A group of anaesthetists from Royal North Shore Hospital (RNSH) has been awarded funding as part of the NSW Health Sustainable Futures Innovation Fund.

Anaesthetists Ben Olesnicky, Andrew Lindberg and Carl D’Souza will be developing a device that will convert excess anaesthetic gases, a potent greenhouse gas, into a harmless biproduct.

The team will work alongside chemical engineers from The University of New South Wales to develop a clinical prototype device which has the capability of removing a significant proportion of gases from the operating theatre before it reaches the environment.  

Once a successfully tested clinical prototype has been created, it would be adapted to fit all current anaesthetic machines in use across the state.

Ben said the device will use an ultraviolet light technology to convert the gases to harmless biproducts.
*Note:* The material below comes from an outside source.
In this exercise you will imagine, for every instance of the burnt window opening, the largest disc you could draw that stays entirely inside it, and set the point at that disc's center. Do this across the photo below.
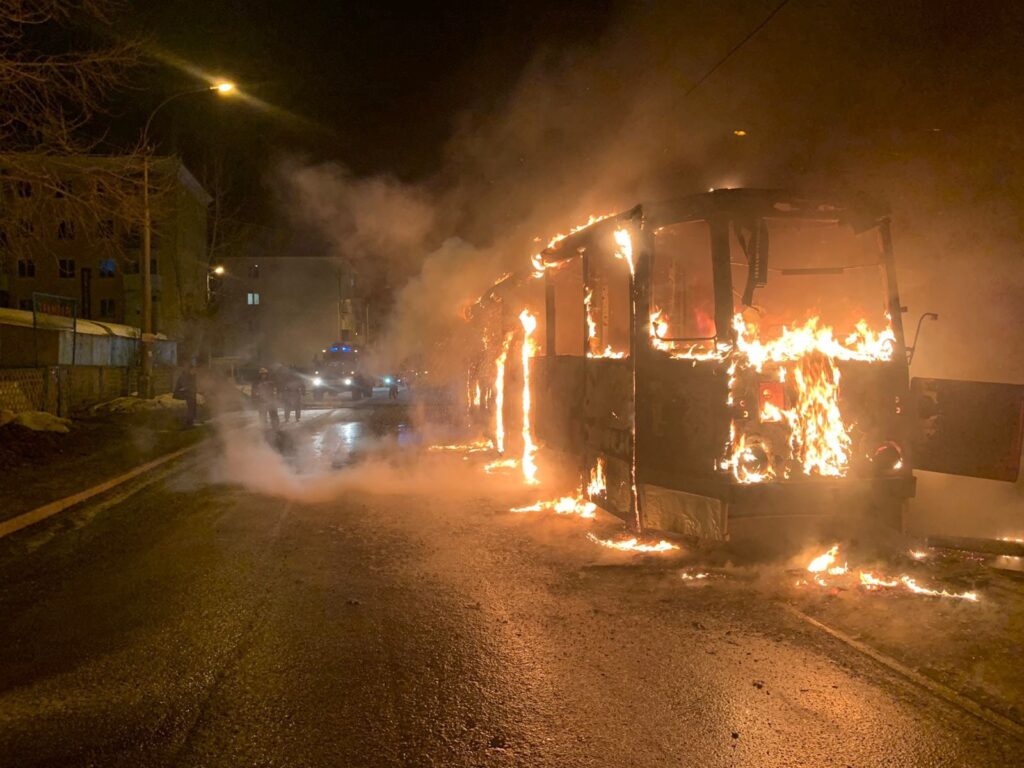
(683, 282)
“The device will use an ultraviolet light to convert the anaesthetic gas to harmless biproduct, which will ensure no harmful exposure to patients, staff or the general population,” he said.

This project isn’t necessarily about reducing the amount of gases we use, but rather reducing their effect on the environment
RNSH anaesthetist, Ben Olesnicky

The device is currently undergoing laboratory testing and Ben says there could be potential for the device to be implemented on a broader scale if it’s proven to be effective.

“The device will not only help Royal North Shore to dramatically reduce its carbon footprint, but it could also be implemented on a larger scale to help reduce the health systems wider carbon footprint,” he said. 

The Northern Sydney Local Health District has been actively working on its sustainability efforts, committing to reach net zero carbon emissions by 2035, with most of the reduction – 70 to 80 per cent – to be achieved by 2030.